Bláth/The Flower – Riverbank Theatre – Review
Bláth/The Flower – Riverbank Theatre, Newbridge – Review by Frank L
This is a piece of theatre aimed at an audience aged 6 years and upwards. It therefore is likely that Bláth /The Flower will be the first time some of the younger members of the audience will have encountered a live performance in a theatre. It is based on the children’s book The Flower by John Light and Lisa Evans. This theatrical adaptation has been created by Maeve Clancy with original music by Colm MacIomaire of the Frames which complements the action well. The imposing set consists of a collection of buildings in an urban landscape. There is not any room for a tree, a plant or a blade of grass. All is built. There is nothing growing. The buildings tower over the inhabitants who in their grey clothes scurry to work.

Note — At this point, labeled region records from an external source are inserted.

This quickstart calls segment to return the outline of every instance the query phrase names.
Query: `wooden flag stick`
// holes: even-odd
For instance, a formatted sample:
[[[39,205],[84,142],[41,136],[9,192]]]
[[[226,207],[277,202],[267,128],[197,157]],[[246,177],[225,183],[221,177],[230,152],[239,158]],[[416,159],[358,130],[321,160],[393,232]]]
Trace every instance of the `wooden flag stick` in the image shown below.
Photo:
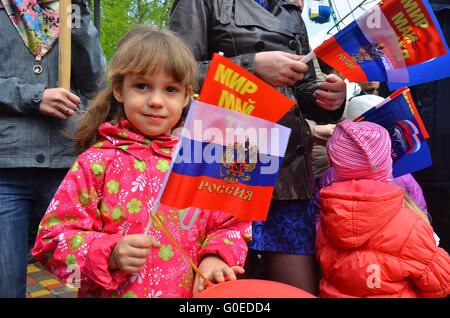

There are two principal characters; a youth who lives in a big modern building and an old man who keeps a junk shop in an old part of the urban mass. There is a delightful linking of the public library, a book which contains an image of a red flower and a pack of seeds in the junk shop. The boy learns how to bring the seeds to life and thereby fill the urban space with wonderful, colourful blooms. It is a lovely magical happening.
The entire set is built out of paper but intimidatingly creates buildings of daunting scale. The boy and the old man are operated by puppeteers who become almost invisible, blending into the background as they make the puppets come to life. It is a delight to be transported into this world of make believe. The kids in the audience were all entranced. If it was their first experience of theatre, they are lucky as it was a great place from which to start.